CHESAPEAKE, VA. (WAVY) — “I was just like, God, please like, just let me get out of this,” said Myles Whitaker.
Whitaker is a Norfolk State University senior from Virginia Beach.
He remembers every gruesome detail from Nov. 22, 2022. The day six of his colleagues were shot and killed at the Chesapeake Walmart on Sam’s Circle.
“I got to work at like 10 o’clock, the shift is from 10 to 7 so I got to work. So right when we get to work, we have a group meeting,” Whitaker said.
He said around 15 people were in that meeting. They were the overnight stocking crew. A manager was talking to the group, then the gunman walked in.
“He doesn’t say anything. He doesn’t give no warning, basically he just start shooting,” Whitaker said. “He was just like shooting in all different directions. And so yeah, I took like, grabbed the chair. I went under the table and like shielded myself. Kind of like on the floor while he was still shooting. And like people were getting hit.”
The shooter also worked at Walmart and was a supervisor.
“Everybody told me that he was the manager to look out for,” Whitaker said.
At the time of the shooting, Whitaker had only worked at Walmart for about a month.
Whitaker said he didn’t think he could escape with the gunman in the room.
“So when he left the room, I was like looking around and I was just like, ‘I can’t stay here’,” Whitaker said.
He described what he remembers hearing.
“All you could hear was of course the gunshots and you heard people moving chairs. People are just trying to get out the way. So all you heard was chairs, rumbling like, tables falling. I didn’t really hear people screaming. I heard people like gasp like, ‘I can’t believe this is happening.'”

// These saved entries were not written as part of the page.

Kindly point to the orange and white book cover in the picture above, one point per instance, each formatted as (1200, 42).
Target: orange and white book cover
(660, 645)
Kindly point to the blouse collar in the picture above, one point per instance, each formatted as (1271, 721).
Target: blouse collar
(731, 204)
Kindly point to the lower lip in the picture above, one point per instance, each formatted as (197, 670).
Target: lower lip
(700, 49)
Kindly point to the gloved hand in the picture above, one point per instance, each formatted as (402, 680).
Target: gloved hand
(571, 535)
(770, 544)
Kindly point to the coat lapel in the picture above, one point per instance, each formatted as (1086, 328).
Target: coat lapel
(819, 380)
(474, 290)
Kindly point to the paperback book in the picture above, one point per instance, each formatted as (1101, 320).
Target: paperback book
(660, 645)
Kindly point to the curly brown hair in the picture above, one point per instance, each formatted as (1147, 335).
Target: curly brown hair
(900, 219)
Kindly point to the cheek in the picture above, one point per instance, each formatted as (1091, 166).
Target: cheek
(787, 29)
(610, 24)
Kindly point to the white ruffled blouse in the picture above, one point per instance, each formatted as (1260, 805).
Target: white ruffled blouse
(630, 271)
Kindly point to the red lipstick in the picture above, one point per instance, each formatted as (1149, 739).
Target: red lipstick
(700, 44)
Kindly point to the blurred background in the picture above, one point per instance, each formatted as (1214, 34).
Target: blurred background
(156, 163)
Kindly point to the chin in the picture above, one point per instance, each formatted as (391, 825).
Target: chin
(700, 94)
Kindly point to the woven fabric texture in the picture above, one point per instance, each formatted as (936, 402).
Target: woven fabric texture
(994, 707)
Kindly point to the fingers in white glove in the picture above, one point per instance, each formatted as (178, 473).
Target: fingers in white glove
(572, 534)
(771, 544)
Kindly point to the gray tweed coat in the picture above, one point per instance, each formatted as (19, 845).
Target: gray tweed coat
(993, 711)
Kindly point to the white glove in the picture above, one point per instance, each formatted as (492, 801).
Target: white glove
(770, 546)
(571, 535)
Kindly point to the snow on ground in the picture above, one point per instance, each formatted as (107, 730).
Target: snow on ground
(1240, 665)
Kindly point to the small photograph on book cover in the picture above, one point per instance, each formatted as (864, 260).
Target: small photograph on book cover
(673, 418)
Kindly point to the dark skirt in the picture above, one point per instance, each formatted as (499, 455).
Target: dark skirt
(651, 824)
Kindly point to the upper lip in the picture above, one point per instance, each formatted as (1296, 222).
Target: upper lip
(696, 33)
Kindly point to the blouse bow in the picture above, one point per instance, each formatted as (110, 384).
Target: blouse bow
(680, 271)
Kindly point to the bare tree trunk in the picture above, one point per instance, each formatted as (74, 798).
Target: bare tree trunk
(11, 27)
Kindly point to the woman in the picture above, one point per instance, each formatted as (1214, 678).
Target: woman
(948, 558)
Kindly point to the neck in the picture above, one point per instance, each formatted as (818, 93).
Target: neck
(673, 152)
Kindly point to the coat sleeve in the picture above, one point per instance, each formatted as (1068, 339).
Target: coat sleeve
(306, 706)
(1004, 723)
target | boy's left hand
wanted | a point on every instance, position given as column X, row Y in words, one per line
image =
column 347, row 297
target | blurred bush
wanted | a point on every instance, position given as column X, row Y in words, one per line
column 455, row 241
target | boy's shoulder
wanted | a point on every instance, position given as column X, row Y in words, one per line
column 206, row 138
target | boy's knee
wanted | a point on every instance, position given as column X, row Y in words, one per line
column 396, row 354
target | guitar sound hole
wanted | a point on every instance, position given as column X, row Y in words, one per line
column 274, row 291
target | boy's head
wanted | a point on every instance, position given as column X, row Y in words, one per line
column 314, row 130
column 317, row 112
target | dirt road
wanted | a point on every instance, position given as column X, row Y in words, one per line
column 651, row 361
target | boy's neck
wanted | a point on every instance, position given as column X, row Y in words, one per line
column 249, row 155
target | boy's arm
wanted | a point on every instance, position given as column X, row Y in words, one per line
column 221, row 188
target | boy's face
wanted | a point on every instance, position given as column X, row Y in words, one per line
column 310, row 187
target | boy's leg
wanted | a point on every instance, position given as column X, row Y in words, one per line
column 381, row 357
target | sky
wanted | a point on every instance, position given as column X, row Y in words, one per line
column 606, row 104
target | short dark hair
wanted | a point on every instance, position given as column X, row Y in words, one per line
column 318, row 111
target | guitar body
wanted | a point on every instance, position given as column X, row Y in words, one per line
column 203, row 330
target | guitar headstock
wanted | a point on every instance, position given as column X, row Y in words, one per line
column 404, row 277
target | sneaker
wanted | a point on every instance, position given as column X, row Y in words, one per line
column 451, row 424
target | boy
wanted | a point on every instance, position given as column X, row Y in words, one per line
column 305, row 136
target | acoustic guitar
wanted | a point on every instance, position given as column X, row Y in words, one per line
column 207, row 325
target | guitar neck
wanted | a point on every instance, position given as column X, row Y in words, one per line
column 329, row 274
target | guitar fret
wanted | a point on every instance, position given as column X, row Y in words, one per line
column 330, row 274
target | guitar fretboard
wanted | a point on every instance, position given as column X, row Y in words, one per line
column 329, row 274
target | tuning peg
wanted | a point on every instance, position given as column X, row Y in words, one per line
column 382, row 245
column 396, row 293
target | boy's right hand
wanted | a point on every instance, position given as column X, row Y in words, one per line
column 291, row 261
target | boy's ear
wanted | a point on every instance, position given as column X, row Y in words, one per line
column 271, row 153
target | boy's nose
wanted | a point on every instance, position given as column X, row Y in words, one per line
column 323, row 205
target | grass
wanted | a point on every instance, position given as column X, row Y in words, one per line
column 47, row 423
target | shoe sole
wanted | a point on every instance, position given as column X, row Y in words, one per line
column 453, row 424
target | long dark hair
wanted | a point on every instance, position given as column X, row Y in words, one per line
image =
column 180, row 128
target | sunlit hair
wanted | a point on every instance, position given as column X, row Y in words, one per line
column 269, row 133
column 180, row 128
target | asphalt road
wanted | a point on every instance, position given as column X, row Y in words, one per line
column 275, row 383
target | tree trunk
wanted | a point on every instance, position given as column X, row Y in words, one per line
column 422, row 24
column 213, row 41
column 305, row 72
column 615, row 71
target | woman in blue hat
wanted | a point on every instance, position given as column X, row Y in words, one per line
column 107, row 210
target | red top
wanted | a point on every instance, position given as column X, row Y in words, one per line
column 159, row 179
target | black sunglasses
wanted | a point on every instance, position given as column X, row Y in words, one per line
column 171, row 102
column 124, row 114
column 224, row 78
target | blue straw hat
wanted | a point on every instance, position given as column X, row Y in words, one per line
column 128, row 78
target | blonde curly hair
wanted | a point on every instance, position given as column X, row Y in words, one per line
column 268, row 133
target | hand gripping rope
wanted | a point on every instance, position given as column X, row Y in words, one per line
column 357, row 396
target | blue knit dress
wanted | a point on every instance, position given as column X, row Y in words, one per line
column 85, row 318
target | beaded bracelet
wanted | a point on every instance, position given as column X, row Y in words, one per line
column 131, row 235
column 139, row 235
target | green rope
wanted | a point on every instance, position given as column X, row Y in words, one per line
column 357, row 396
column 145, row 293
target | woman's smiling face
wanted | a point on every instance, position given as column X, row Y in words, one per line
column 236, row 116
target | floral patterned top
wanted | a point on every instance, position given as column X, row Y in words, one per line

Whitaker then ran out from a different door. He could still hear the gunman shooting in the store.
“To get out that room literally had to like step over people’s bodies. It was very graphic, blood everywhere,” he said.
The six people who did not make it out the store were Brian Pendleton, Kellie Pyle, Lorenzo Gamble, Randy Blevins, Tyneka Johnson, and Fernando Chavez-Barron.
“When I went to Brian’s funeral. I thought, ‘this could have been my funeral, you know,'” Whitaker said. “Brian’s funeral, that’s when I realized I was a survivor.”
Whitaker found out after the shooting that Pendleton was a distant relative by marriage. He remembers their last work conversation.
“He was very jokey,” Whitaker said. “Literally moments before it [the shooting] happened. I had like, I think, I had got some stuff from like the vending machine and he [Brian] was just like, ‘why are you ain’t give me one?’ He was very playful. He really was the life of the overnight,” Whitaker said.
For the first time since the shooting, Whitaker returned to Walmart on the one year rememberance.
“The last time I saw this area, it was filled with police cars and ambulance and I was just trying to survive,” he said. “I feel good. This is what I needed.”
He said coming back to the store was a “now or never” moment.
“It’s definitely apart of my healing process, just being back in this space shows how far I’ve come,” Whitaker said.
He is a drama and theatre major at NSU. On the one year remembrance of the shooting he released a song and video about what he survived. The song is called Nov. 22.
“I’d be lying if I told you I wasn’t scared for my life. Images in my head that keep me up all night,” Whitaker said in the song. “Thinking to myself what if he didn’t miss, when they say the names what if I was on that list.”